The final scenes of defiance occurred to the south of the Jamuna in the wilder territory, mostly under princely rule, between the Chambal and Betwa rivers. This was Bundelkhand and amongst its states was that of Jhansi, a small Maratha principality south of Scindhia’s Gwalior which had been annexed under Dalhousie’s ‘doctrine of lapse’. Lakshmi Bai, the last raja’s widow, made a strong impression on those British who took over her state. She was ‘of high character [and] much respected by everyone’; she was also comparatively young and possessed of ‘many charms’ and ‘a remarkably fine figure’. Although, like the Mughal and the Nana Sahib, she had a strong grievance against the British, she too seems to have played no part in the mutiny of the Bengal troops stationed in Jhansi. There, in a carbon copy of events in Kanpur, the small British community had sought refuge in the local fort but soon accepted proposals for its evacuation. They then straggled out under what they thought was a safe-conduct and were promptly massacred. Again Lakshmi Bai may have been innocent. She blamed the mutinous troops and insisted that she too had been their victim, having been forced to part with funds and her few guns. The mutineers then marched off to Agra and Delhi leaving her implicated and defenceless.

No British troops were available to deal with this comparatively minor affair, but the rani soon found herself challenged both by a rival claimant to her husband’s defunct title and by the neighbouring rajput rajas of Datia and Orchha.
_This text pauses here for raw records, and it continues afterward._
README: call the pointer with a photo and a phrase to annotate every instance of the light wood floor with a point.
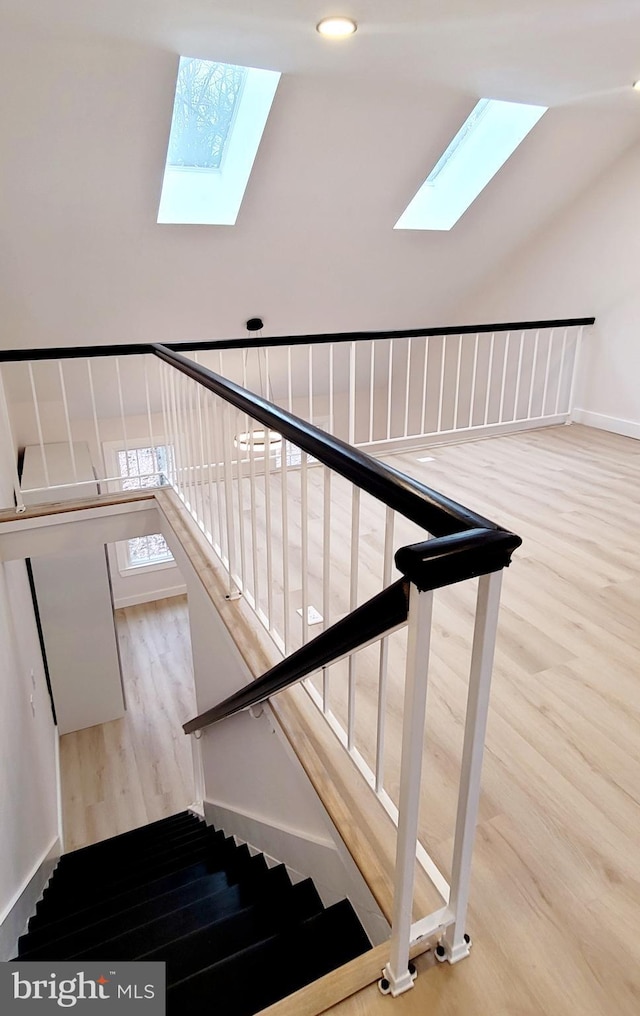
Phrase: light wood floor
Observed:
(120, 775)
(555, 911)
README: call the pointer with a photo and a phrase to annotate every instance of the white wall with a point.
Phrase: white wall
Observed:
(28, 815)
(314, 248)
(585, 263)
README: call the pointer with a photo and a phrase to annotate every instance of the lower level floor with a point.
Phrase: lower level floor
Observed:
(555, 912)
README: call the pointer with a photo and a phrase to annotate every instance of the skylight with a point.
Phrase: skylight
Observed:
(490, 134)
(219, 114)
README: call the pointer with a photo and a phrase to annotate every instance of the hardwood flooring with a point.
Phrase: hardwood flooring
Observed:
(120, 775)
(555, 912)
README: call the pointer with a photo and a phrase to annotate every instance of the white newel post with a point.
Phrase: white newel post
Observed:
(198, 769)
(396, 974)
(456, 944)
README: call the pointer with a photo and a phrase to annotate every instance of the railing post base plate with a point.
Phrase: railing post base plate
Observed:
(390, 985)
(447, 953)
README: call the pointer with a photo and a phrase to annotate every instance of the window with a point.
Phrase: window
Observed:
(137, 467)
(486, 140)
(219, 115)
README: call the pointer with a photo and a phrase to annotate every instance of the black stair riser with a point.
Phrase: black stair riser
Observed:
(229, 928)
(240, 867)
(69, 901)
(111, 867)
(64, 893)
(222, 856)
(132, 944)
(278, 965)
(122, 902)
(186, 956)
(87, 933)
(139, 835)
(99, 852)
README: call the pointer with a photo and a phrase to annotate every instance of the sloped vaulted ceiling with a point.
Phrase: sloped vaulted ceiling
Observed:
(87, 90)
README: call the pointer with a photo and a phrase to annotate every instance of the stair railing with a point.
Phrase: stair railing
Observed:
(464, 546)
(292, 512)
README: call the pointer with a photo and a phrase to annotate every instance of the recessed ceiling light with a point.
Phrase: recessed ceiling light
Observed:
(336, 27)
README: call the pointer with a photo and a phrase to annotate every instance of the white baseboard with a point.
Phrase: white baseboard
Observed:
(419, 442)
(628, 428)
(149, 597)
(15, 916)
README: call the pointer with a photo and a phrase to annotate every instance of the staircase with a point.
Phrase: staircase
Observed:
(230, 929)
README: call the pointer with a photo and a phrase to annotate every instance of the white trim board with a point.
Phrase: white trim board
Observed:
(628, 428)
(14, 919)
(304, 856)
(149, 597)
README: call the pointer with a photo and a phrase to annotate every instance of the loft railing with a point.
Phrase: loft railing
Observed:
(381, 391)
(307, 526)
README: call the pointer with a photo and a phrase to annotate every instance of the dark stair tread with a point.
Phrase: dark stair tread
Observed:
(69, 894)
(109, 863)
(219, 856)
(138, 835)
(278, 964)
(127, 844)
(218, 940)
(132, 944)
(56, 943)
(105, 874)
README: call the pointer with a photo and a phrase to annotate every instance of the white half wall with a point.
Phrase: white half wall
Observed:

When the latter invaded Jhansi, supposedly on behalf of the British, she began raising troops and herself led them in repulsing the assault. This was in September and October 1857. It is notable that the rani’s considerable military reputation was first acquired fighting not the British but local rivals and that, though her forces were drawn largely from elements who had aligned themselves with the Rebellion, in her correspondence
she continued to protest her fidelity to the British. In effect old dynastic scores were being settled and new opportunities exploited under cover of the Rebellion.

The situation changed in early 1858 with the northward advance of a section of the British Bombay army. Having received no encouragement from her various letters to the British, the rani and her advisers rightly assumed that her reassertion of Jhansi’s sovereignty was threatened and her own safety in danger. Now, if not earlier, she definitely became reconciled to rebellion and established contact with Tatya Topi, the Nana Sahib’s protégé who had established himself at Kalpi on the Jamuna. When the British laid siege to Jhansi in March, Tatya came to her aid but was repulsed. After a ferocious resistance led by Lakshmi Bai herself, Jhansi fell; but of its fearless commander, ‘the Jezebel of India’ as a fanciful British writer called her,
28
there was no sign. In one of those hair’s-breadth escapes so dear to Maratha folklore, she slipped out in disguise with a trusty band of followers and rode hard for Kalpi.